Amy Domini, whose company developed the first index with standards that exclude gun makers, tobacco companies and others, said the issue may be seeing a turning point given the national outcry after the Florida shootings. “You get the sense that finally people are beginning to look at every tool in their toolbox.”
A spokesman for the Florida state board told CNBC on Thursday that most of the pension’s gun-maker stake is a result of its index investments. Out of $2.7 million in gun stocks it owns, $1.7 million is the result of investments in the Russell 3000 index, which holds stocks of gun makers.
Asset managers such as BlackRock have pinned the blame on the companies that develop the indexes fund companies track. “Index providers are responsible for the construction of their indices. As a fiduciary, we have a responsibility to replicate the indices our clients choose to invest in. As a result, we invest in a company as long as that company is in the relevant index,” the company said Thursday.
Often big pensions ask a fund manager to block certain investments if they want to avoid them. BlackRock said it has $200 billion of assets in portfolios customized to exclude weapons makers.
John Kuczwanski, the Florida state board’s spokesman, said while the pension blocks investments in federally sanctioned countries such as Libya it doesn’t have any restrictions on investing in gun makers. And while divesting gun stocks from the pension has been brought up in the debate about guns over the last week, it’s not in the works.
“As fiduciaries our sole responsibility is to the plan beneficiaries,” he said.
In New Jersey, state Sen.
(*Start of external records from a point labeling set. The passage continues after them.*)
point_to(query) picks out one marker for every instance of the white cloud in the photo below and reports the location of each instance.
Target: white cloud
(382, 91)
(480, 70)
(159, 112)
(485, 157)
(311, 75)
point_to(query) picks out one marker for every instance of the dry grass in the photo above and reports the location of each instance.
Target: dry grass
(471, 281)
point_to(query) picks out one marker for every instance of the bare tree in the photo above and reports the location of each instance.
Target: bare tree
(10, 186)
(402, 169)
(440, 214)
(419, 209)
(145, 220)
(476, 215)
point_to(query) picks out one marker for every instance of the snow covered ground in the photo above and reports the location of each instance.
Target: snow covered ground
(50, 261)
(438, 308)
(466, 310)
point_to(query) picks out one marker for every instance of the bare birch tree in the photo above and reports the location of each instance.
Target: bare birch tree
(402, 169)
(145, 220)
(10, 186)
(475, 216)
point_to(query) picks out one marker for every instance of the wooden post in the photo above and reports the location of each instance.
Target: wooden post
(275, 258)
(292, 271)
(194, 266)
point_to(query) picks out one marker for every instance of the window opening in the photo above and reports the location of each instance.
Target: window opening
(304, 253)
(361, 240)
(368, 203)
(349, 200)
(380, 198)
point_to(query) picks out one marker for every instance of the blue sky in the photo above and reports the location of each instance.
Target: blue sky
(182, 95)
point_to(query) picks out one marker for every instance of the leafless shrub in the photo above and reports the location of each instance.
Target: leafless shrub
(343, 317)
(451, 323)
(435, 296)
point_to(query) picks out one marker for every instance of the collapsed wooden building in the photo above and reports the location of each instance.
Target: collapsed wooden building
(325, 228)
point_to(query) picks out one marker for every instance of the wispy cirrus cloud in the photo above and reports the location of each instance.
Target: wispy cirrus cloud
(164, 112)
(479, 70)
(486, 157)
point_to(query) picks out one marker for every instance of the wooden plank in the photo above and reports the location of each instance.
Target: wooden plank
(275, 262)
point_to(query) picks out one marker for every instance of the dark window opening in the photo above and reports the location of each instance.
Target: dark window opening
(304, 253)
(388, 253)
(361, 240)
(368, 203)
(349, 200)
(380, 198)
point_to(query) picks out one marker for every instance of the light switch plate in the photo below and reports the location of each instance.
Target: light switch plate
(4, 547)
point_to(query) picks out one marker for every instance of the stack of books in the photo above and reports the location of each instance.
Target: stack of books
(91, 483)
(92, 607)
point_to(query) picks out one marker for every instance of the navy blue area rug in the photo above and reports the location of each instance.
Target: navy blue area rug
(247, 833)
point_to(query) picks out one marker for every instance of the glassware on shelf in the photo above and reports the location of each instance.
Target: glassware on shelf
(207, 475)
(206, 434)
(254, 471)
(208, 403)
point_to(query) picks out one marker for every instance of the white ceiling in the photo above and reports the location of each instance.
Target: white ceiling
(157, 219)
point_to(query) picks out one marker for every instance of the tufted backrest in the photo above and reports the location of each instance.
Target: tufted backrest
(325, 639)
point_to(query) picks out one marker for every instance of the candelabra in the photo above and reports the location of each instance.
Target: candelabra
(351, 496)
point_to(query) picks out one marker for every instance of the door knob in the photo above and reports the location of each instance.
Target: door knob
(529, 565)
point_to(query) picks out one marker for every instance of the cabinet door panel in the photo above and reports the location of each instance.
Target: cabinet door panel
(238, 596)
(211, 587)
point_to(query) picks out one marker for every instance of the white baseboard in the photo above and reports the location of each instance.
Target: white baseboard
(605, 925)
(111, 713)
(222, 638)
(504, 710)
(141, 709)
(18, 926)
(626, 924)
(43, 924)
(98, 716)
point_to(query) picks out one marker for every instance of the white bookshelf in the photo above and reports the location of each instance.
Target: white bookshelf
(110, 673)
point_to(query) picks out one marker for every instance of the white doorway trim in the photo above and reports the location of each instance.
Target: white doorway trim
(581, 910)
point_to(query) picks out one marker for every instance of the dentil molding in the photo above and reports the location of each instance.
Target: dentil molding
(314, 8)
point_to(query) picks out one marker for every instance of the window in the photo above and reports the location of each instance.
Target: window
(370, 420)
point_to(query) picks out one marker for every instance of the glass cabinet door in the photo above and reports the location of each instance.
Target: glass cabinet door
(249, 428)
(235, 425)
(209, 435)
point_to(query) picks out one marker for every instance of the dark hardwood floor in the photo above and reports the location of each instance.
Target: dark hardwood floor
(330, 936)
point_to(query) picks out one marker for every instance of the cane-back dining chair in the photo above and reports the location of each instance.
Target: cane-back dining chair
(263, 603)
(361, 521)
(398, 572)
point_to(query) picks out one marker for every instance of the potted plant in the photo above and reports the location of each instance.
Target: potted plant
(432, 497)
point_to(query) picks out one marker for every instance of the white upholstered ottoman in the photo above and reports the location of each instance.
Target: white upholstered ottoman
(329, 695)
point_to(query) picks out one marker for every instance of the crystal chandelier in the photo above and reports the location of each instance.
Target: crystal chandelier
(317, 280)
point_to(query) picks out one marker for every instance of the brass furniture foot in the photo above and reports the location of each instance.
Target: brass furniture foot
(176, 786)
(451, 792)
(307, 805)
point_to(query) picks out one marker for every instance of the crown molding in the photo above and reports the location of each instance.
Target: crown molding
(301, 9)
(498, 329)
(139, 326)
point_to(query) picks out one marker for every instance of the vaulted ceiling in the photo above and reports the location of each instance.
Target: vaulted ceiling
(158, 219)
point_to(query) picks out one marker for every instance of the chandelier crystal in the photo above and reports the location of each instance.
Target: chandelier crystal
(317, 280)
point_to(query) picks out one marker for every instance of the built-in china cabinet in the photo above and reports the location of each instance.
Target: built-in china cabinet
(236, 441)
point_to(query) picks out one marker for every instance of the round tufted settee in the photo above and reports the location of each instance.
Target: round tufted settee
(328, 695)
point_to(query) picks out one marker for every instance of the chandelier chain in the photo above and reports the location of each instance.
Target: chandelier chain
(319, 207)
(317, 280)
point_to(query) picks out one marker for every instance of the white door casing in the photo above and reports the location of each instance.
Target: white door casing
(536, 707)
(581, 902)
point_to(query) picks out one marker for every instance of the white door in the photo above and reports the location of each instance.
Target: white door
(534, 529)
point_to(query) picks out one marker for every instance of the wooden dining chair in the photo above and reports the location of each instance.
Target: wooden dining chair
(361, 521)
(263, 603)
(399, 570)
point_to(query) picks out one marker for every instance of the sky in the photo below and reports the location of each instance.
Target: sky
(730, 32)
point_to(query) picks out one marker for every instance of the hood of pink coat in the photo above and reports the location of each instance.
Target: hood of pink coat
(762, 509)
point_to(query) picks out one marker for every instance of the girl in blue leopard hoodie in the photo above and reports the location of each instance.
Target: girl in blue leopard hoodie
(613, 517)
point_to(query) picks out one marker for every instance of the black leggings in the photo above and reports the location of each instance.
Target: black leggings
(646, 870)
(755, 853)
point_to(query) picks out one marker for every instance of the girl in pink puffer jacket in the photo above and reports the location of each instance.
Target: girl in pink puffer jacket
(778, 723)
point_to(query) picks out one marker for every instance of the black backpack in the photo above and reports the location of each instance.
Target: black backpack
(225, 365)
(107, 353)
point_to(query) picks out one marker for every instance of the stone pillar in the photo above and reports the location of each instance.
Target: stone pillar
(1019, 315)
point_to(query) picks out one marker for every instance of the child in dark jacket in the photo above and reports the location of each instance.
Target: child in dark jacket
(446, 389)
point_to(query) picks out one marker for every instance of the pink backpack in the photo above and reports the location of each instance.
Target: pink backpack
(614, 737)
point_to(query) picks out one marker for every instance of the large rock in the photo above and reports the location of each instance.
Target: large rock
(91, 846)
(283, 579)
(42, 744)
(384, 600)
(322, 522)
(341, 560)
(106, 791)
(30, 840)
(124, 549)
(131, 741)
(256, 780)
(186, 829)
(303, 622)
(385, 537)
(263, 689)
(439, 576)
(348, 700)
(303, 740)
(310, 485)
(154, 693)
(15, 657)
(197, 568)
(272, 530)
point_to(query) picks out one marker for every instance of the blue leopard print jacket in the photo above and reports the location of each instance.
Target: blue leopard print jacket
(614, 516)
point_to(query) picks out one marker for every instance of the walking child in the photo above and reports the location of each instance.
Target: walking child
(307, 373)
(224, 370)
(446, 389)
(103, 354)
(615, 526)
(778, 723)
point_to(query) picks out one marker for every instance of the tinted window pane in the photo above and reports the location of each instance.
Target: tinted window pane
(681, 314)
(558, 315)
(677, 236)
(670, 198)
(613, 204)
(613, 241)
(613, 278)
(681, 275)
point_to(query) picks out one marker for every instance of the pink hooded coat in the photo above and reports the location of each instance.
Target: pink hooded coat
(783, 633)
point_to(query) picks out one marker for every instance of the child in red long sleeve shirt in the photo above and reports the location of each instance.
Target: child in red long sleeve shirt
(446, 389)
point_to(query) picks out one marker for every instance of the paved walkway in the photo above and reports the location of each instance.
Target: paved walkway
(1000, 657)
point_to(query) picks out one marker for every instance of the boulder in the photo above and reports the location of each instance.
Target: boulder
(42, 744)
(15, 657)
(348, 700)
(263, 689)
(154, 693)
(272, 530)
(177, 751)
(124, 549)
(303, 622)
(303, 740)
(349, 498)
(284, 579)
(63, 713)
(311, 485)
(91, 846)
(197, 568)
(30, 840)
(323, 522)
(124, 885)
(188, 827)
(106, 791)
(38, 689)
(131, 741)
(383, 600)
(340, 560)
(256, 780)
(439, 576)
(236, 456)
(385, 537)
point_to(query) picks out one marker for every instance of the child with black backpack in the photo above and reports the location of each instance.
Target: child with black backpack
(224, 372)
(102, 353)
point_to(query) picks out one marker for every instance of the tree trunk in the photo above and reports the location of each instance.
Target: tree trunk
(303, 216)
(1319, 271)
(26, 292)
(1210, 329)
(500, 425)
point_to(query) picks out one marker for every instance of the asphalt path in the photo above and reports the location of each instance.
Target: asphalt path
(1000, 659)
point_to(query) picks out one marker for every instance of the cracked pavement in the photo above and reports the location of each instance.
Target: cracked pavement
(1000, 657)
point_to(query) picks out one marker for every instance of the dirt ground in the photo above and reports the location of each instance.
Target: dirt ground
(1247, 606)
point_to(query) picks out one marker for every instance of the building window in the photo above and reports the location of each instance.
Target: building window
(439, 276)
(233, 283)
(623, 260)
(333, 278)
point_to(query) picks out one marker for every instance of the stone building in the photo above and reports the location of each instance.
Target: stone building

Vin Gopal introduced a bill modeled after a recent law barring the state’s pension from investing in businesses that boycott or otherwise harm Israel.
Gopal told CNBC gun makers shouldn’t benefit from state investment in them if they aren’t part of the solution to responsible gun ownership. “We want to send a message.”
The bill would bar the state from investing assets of any pension or annuity fund in companies that make firearms or ammunition. New Jersey’s pension isn’t listed as an owner of Sturm Ruger or American Outdoor Brands, according to data by FactSet. But the New Jersey Division of Investment is listed having a 0.08 percent stake in Vista Outdoor.
In New York, there have been efforts to divest from gun makers with mixed results. In New York City three of five public pensions sold their gun-maker stocks, while New York State Teachers Retirement System continues to hold shares of gun makers because its investments track indexes.
“No decision has been made on divestment of gun stocks from our portfolios,” John Cardillo, the pension’s spokesman, told CNBC.